A voir vendredi 17 février 2017 à 19h30 sur France 4 |
Jeffrey Katzenberg, responsable du secteur animation de la toute-puissante Dreamwork qu’il a fondée en octobre 1994 avec ses compères David Geffen et Steven Spielberg, peut avoir le sourire. Le démarrage américain de «Madagascar» est plus que fulgurant, dépassant allégrement les pourtant redoutables «Sith» de Georges Lucas… Ne nous laissons pas leurrer par cette statistique qui comble certes d’aise l’ex-mentor des Studios Disney, mais n’en constitue pas pour autant un gage de qualité! Pour tout dire, «Madagascar», ce n’est pas encore le Pérou, bien que certains signes d’amélioration soient perceptibles, surtout comparé à l’insipide «Gang de requins» (2004). De fait, nous sommes encore très éloignés de l’excellence de Pixar qui demeure toujours la référence en matière d’animation numérique.

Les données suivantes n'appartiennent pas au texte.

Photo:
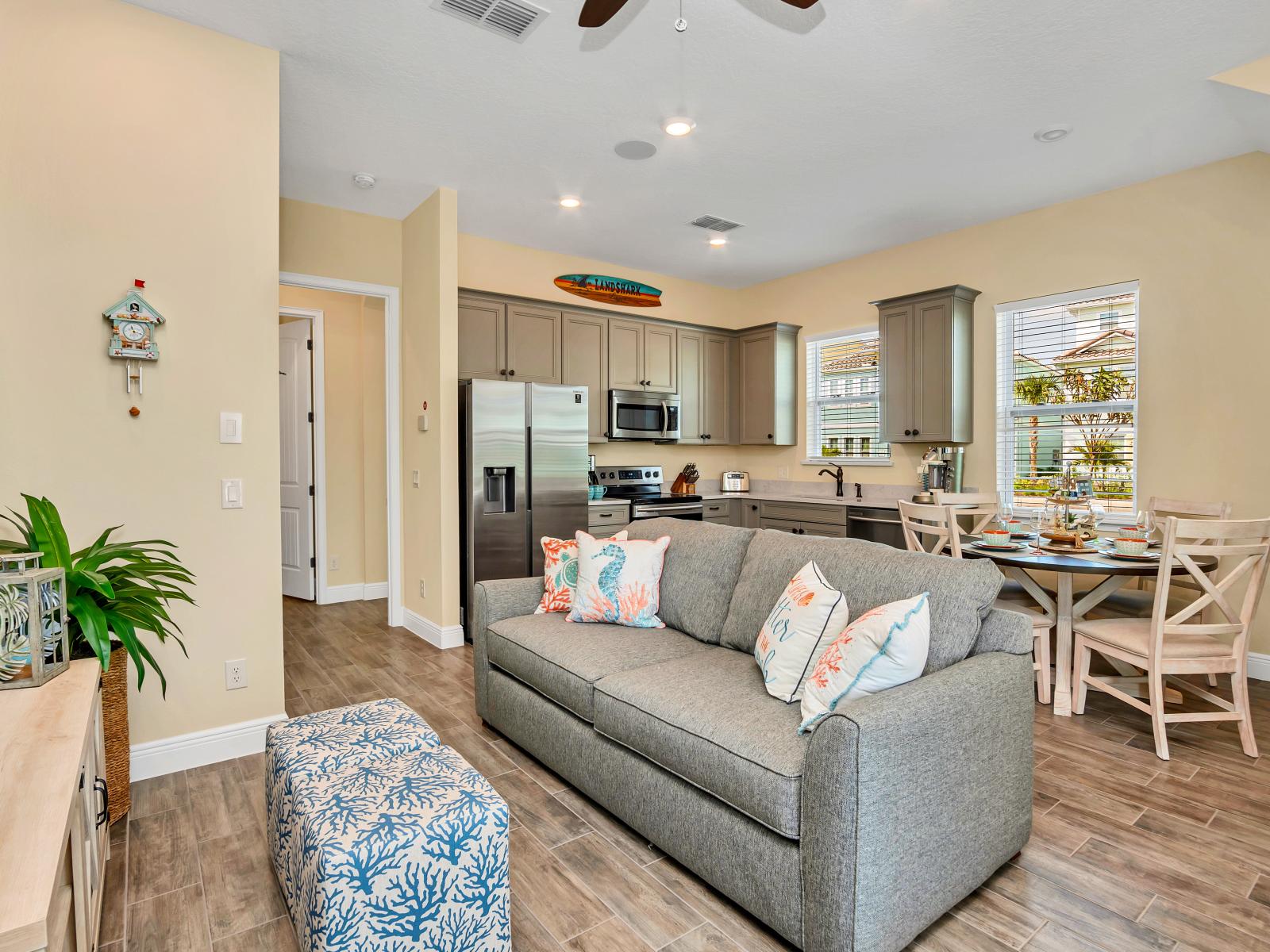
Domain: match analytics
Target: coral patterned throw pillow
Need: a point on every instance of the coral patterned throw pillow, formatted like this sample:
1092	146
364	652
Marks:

Pensionnaires choyés du zoo de Central Park, le lion Alex, le zèbre Marty, la girafe Melman et l’hippopotame femelle Gloria s’offrent une petite virée nocturne et clandestine dans New York, à l’invitation d’un quatuor de pingouins de très mauvais conseil. Nos mammifères payent cher leur escapade! Envoyés par cargo à l’autre bout du monde, Alex et trois ses camarades sont promis à une bien triste fin de carrière. Très prisés par les scénaristes du film, les pingouins sardoniques, qui sont aussi du voyage, s’en mêlent derechef et balancent la cargaison à la mer. Plus ou moins bon nageurs, nos héros à poil parviennent à rallier le rivage d’une île d’aspect paradisiaque. L’idée de retourner à la vie sauvage est loin de leur déplaire. Bien évidemment, la réalité de ce retour se révèlera un brin moins chatoyante, nos quatre «rousseauistes» d’occasion se montrant bien trop froussards pour vraiment goûter à leur liberté retrouvée. On l’aura compris, la morale de l’histoire est plus que douteuse, dans le sens où elle jette le soupçon sur l’idée d’émancipation et célèbre les pauvres vertus de l’aliénation. Cette frilosité post-11 septembre est regrettable, surtout en regard du (très jeune) public cible visé par Katzenberg et Cie!
Heureusement, l’entreprise s’avère plus réussie sur les plans technique et esthétique. Alternant ou mêlant la 2D (deux dimensions) d’inspiration très «cartoonesque» et la 3D (trois dimensions) dans l’air du temps, les réalisateurs sont parvenus à numériser un hybride passionnant. Visiblement, les décors de l’île sont inspirés du Douanier Rousseau (1844-1910), dans leur manière d’abolir la perception spatiale et de favoriser une appréhension bidimensionnelle de l’espace. Idem pour le traitement de la couleur, qui emprunte à l’irréalisme bariolé du peintre de la «Forêt vierge au coucher du soleil». Ce retour à une forme archaïque, naïve, pour décrire l’univers où lion, zèbre, girafe et hippopotame espèrent renouer avec leur ancienne condition de bêtes sauvages, est formellement très audacieuse, même si l’aventure finit par tourner en eau de boudin réactionnaire!